Cette nécessité d’un lieu où honorer les morts devient bientôt une obligation pour ce cimetière confronté à son succès et à l’impossibilité de s’étendre, enserré qu’il est dans le tissu urbain de Paris qui l’a rejoint et dépassé par la loi d’extension de la ville promulguée en 1860. Bientôt la « tranchée gratuite », c’est-à-dire la fosse commune, disparaît, et les concessions autres que perpétuelles sont interdites au 1er janvier 1874. En commandant un monument qui doit s’élever au centre de l’enclos funéraire à la mémoire des anonymes, le conseil municipal adopte la conception dominante : tous, même ceux qui n’ont pas de tombe, doivent avoir un lieu, un édifice consacré à leur souvenir.
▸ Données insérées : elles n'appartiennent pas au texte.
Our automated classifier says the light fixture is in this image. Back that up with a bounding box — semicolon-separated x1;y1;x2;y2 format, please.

En tant que représentant du « retour au style », Albert Bartholomé s’avère être un artiste plus novateur sur la forme que sur le fond. La douleur de la perte, sentiment qui semblait réservé pendant l’Ancien Régime à l’élite aristocratique (et le sculpteur s’est inspiré des réalisations de Canova pour la famille impériale autrichienne dans la crypte des Capucins à Vienne), s’est désormais répandue dans toute la société, avec la prise du pouvoir par la bourgeoisie. Avant l’expérience de la « mort de masse » ou de la « mort de tous », qui accompagne le premier conflit mondial, ce monument à la fois emphatique et déchirant rend compte de la découverte et de la prise en considération de la mort de l’autre, du seul autre.

Philippe ARIÈS, L’Homme devant la mort, Paris, Le Seuil, 1977.

Antoinette LE NORMAND-ROMAIN, Mémoire de marbre. La sculpture funéraire en France, 1804-1914, Paris, Agence culturelle de Paris, 1995.

Danielle TARTAKOWSKY, Nous irons chanter sur vos tombes. Le Père-Lachaise. XIXe-XXe siècle, Paris, Aubier, 1999.

Jean TULARD (dir.), Dictionnaire Napoléon, article « cimetières de Paris » de Marcel Le Clere, Paris, Fayard, 1987.

« À propos du monument d’Albert Bartholomé. Une nouvelle acquisition du musée de Brest », in Revue du Louvre et des musées de France, volume 24, n° 2, 1974.

La Sculpture française au XIXe siècle, catalogue de l’exposition du Grand Palais, Paris, R.M.N., 1986.